Sudden Cardiac Death, Sudden Cardiac Arrest, Cardiovascular Mortality, Myocardial Infarction, Arrhythmia, Cardiomyopathy, Cardiac Arrest, Heart Failure, Cardiac Research, Reproducibility, Research Protocols, Literature Review, Patent Search, Pre-Prints, AI-Powered Solution, PubCompare.ai, Statistical Software, SAS, SPSS, JMP, Stata, Prism, Research Quality, Patient Outcomes.
Sudden cardiac death, also known as sudden cardiac arrest, refers to the abrupt and unexpected cessation of cardiac function, leading to the termination of blood circulation and ultimate death.
This critical condition can arise from a variety of underlying cardiac disorders, including myocardial infarction (heart attack), arrhythmias (irregular heartbeats), and cardiomyopathies (heart muscle diseases).
Accurate identification and thorough understanding of cardiac death protocols are crucial for enhancing the reproducibility and quality of cardiac research, as well as improving patient outcomes.

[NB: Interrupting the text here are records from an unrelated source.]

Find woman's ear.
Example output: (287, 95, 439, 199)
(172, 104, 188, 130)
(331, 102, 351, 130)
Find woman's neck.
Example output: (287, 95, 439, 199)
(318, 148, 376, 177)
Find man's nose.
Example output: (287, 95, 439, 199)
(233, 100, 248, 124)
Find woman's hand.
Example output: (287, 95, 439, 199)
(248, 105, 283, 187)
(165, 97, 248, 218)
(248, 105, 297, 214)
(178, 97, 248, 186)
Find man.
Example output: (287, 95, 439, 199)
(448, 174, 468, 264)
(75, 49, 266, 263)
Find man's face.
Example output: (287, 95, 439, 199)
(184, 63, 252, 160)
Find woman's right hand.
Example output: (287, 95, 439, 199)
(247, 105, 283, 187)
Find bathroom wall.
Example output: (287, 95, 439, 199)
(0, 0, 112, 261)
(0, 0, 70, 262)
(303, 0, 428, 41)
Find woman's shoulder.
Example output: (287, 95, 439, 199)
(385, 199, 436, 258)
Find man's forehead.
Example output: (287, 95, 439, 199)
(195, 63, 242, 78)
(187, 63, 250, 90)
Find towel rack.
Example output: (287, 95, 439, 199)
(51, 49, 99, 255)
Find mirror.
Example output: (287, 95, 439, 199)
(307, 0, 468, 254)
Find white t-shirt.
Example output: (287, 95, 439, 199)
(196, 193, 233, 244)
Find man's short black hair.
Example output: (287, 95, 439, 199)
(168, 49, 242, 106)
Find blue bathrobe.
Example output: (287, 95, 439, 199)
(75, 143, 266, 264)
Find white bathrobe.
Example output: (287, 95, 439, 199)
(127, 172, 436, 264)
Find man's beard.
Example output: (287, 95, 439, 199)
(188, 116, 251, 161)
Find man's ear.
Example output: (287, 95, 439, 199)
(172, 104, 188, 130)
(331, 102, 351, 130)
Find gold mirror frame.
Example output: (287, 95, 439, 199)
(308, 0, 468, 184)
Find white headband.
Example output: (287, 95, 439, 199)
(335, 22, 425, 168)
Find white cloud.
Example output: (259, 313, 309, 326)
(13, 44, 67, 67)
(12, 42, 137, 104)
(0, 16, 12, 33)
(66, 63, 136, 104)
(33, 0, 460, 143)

PubCompare.ai's AI-powered solution can assist researchers in locating, comparing, and optimizing cardiac death research protocols from literature, pre-prints, and patents, leveraging innovative tools to drive advancements in this critical field of study.
Researchers can utilize statistical software such as SAS version 9.4, SPSS version 22.0, JMP 15, Stata, Prism 8, Stata 15, SPSS version 18.0, Stata 12.0, SPSS 24.0, and Stata 11 to analyze data and identify optimal research protocols for studying cardiac death.
These tools can help enhance the reproducibility and quality of cardiac research, ultimately leading to improved patient outcomes.
Experience the future of research today with PubCompare.ai's innovative platform, which empowers researchers to discover, compare, and optimize cardiac death research protocols, leveraging the power of AI to drive advancements in this critical field of study.